Gli affreschi, considerati senza ombra di dubbio l'opera cardine all'interno dell'attività di Saturnino Gatti pittore, sono databili al 1491 e si configurano quale prima opera certa dell'artista giunta sino a noi. L'analisi stilistica va ad avvalorare la tesi secondo la quale egli ebbe un periodo di formazione alla scuola del grande Pietro Perugino, dove conobbe l'arte verrocchiesca, ampliando e aprendo poi la sua cultura anche agli influssi romani, senza trascurare tuttavia quei modelli abruzzesi assimilati durante il primissimo apprendistato presso un altro illustre abruzzese, Silvestro Giacomo da Sulmona, noto come Silvestro dell'Aquila.
Influssi, questi, rielaborati dal nostro maestro estroso ed irrequieto dando vita a risultati di grande originalità, tanto nelle scelte iconografiche quanto nel caratteristico linguaggio espressivo fatto di un segno preciso ma ritmico, che va a definire forme ampie ed esuberanti, colmate da colori intensi e squillanti, con personaggi dalle peculiari fisionomie delineati da abiti ampiamente panneggiati.
Il Gatti svolse la sua attività tra Abruzzo, Umbria e Calabria a cavallo del XV e del XVI secolo, nell’ambito di quella fortunata e fervida temperie artistica che animava la città de L’Aquila.

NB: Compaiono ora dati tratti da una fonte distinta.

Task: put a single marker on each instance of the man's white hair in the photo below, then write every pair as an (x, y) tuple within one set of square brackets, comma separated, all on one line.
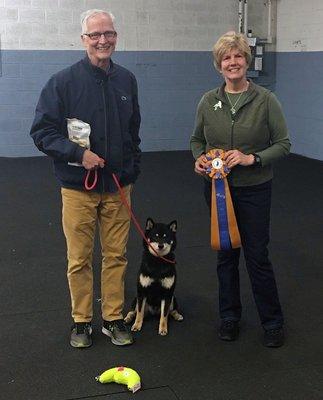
[(91, 13)]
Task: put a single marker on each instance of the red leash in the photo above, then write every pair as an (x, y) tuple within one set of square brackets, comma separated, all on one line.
[(89, 186)]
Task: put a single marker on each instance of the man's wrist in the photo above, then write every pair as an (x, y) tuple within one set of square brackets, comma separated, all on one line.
[(256, 160)]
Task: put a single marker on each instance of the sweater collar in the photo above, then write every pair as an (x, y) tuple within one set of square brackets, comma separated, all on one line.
[(251, 93)]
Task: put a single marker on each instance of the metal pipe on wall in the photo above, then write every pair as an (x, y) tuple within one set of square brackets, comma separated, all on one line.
[(245, 20), (240, 16), (269, 37)]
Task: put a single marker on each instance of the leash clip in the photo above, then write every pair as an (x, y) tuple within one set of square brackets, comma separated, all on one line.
[(88, 178)]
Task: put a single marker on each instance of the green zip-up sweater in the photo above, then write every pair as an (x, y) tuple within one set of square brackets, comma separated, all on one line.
[(257, 127)]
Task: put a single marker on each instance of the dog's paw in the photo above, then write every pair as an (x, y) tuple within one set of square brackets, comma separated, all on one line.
[(176, 315), (129, 317), (163, 332), (163, 328), (136, 327)]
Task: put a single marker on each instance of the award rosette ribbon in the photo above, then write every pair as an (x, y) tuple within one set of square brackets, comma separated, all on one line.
[(224, 230)]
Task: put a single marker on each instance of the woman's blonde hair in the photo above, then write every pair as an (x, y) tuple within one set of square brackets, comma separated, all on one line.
[(228, 41)]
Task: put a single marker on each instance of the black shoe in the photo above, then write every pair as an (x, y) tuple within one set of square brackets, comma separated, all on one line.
[(118, 332), (229, 330), (81, 335), (274, 337)]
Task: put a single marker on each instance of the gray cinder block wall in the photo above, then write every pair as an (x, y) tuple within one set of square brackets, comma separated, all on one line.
[(167, 44)]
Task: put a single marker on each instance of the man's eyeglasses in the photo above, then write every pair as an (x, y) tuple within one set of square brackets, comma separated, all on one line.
[(97, 35)]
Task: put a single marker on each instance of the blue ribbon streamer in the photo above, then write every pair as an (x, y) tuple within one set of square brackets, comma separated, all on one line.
[(221, 206)]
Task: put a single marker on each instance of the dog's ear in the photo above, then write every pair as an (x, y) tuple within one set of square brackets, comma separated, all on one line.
[(149, 224), (173, 226)]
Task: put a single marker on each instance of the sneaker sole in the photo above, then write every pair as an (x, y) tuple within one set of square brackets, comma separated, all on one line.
[(77, 345), (113, 340), (80, 345)]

Ambiti storico artistici, questi, che sulla scia della visione vasariana sono stati per un lungo tempo considerati minori e secondari, per essere poi riscoperti ed analizzati da storici di spessore come Ferdinando Bologna, che con i suoi studi ha saputo restituire alla figura del nostro artista e a questo intero territorio, “incrocio fertile di presenze autorevolissime del Rinascimento fiorentino e italiano”, il giusto spessore nella storia dell'arte nazionale.

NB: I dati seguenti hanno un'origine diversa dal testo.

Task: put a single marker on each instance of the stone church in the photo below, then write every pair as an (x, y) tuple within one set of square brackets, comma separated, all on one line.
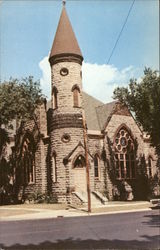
[(50, 152)]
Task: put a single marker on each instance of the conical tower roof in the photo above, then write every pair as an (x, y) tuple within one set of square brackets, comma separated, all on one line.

La figura di Saturnino si colloca a metà strada tra il colto e l'incolto, noto com'è agli studiosi del settore e ancora poco conosciuto al grande pubblico; a noi spetta il compito di divulgare tali saperi, valorizzando personaggi come il Gatti e siti come quello di Tornimparte, non per mera smania turistica ma affinché il nostro patrimonio diventi tratto identitario, distintivo di una comunità, prendendo spunto proprio da questo artista che seppe apprendere ma poi imporre se stesso e la vivacità abruzzese in Italia, giungendo alla corte di un sovrano come Federico da Montefeltro al pari di un genio quale Piero della Francesca.